PURE team builds interactive online lecture website
Susan Kantor, ECE ILLINOIS
- ECE graduate student Geoffrey Herman mentored undergraduates Pallav Pathak and Jerry Yang in building an interactive course website for PURE.
- Pathak and Yang researched open-source, free software to make the site as low-cost and attractive to instructors as possible.
- At the end of the semester, the team presented its project to other groups working through PURE.
ECE graduate student Geoffrey Herman and undergraduates Pallav Pathak and Jerry Yang spent the spring 2010 semester creating an interactive, very low cost online lecture system through PURE (Promoting Undergraduate Research in Engineering). PURE brings together graduate student mentors and undergraduates who work on research projects for a semester.
Herman, who mentored Pathak and Yang, researches how students, especially in introductory ECE classes, misinterpret information taught in class.
“I realized a lot of the mistakes students make are because we kind of toss students into the deep end and say, ‘Learn how to swim,’” Herman said. “If you did that to any swimmer, they wouldn’t be as good as someone who slowly worked up.”
Inspired by that research, Herman set out to design a course website with short lectures and assignments that could teach students who knew very little about the topic.
Pathak and Yang researched open-source and free software to incorporate with the site, which is tentatively named “E-clicker.”
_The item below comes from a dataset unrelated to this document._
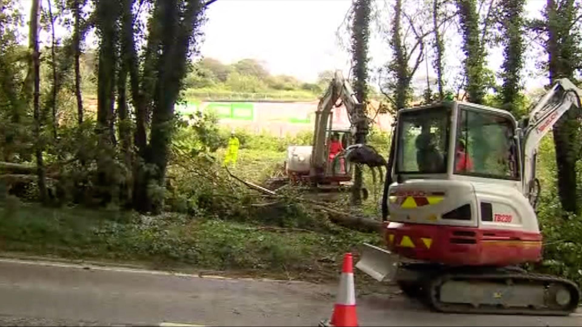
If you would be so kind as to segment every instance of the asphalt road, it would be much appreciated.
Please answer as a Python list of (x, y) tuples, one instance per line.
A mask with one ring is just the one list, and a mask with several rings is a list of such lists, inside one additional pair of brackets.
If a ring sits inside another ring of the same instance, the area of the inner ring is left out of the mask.
[[(336, 288), (0, 259), (0, 325), (317, 326), (331, 315)], [(443, 314), (387, 294), (357, 301), (361, 326), (582, 325), (582, 314)]]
“We had to use building blocks from all over the Internet,” said Pathak, at the time a sophomore in ECE. “We used YouTube for uploading the videos, and there’s software called Camstudio that’s used for recording lectures.”
Blogspot, the blogging service from Google, was used to build the site, and the quizzes were constructed with Question Pro.
“We spent time comparing different open sources, which ones were more powerful and suitable to our system,” said Yang, then a freshman in physics transferring to ECE.
Each week, Herman, Pathak, and Yang met to discuss their progress. Yang said the project was a good opportunity for undergraduates and graduate students to work together and share their ideas.
“At every weekly meeting, we would discuss our findings and our thoughts about the project,” Yang said. “We did have some different ideas, and we learned how to overcome difficulties and get some new ideas.”
Pathak and Yang spent one week toward the end of the semester to present the site to other students, gathering their survey responses to find ways to improve it. Suggestions included a discussion board and subtitles for video lectures.
“Our main aim was to make it not only user-friendly but also friendly to an instructor for a course,” Pathak said.
No programming skills are required to use the site, and it costs about 40 cents per day to access the Question Pro software.
And the team hopes this project will continue. Herman has applied for several campus-level grants to help further the project. When planning for teaching ECE 410: Digital Signal Processing this summer, Herman anticipated mostly online lectures and using class time for problem-solving sessions.
“It’s building off what we did from the PURE project and putting it into the classroom for the first time,” Herman said.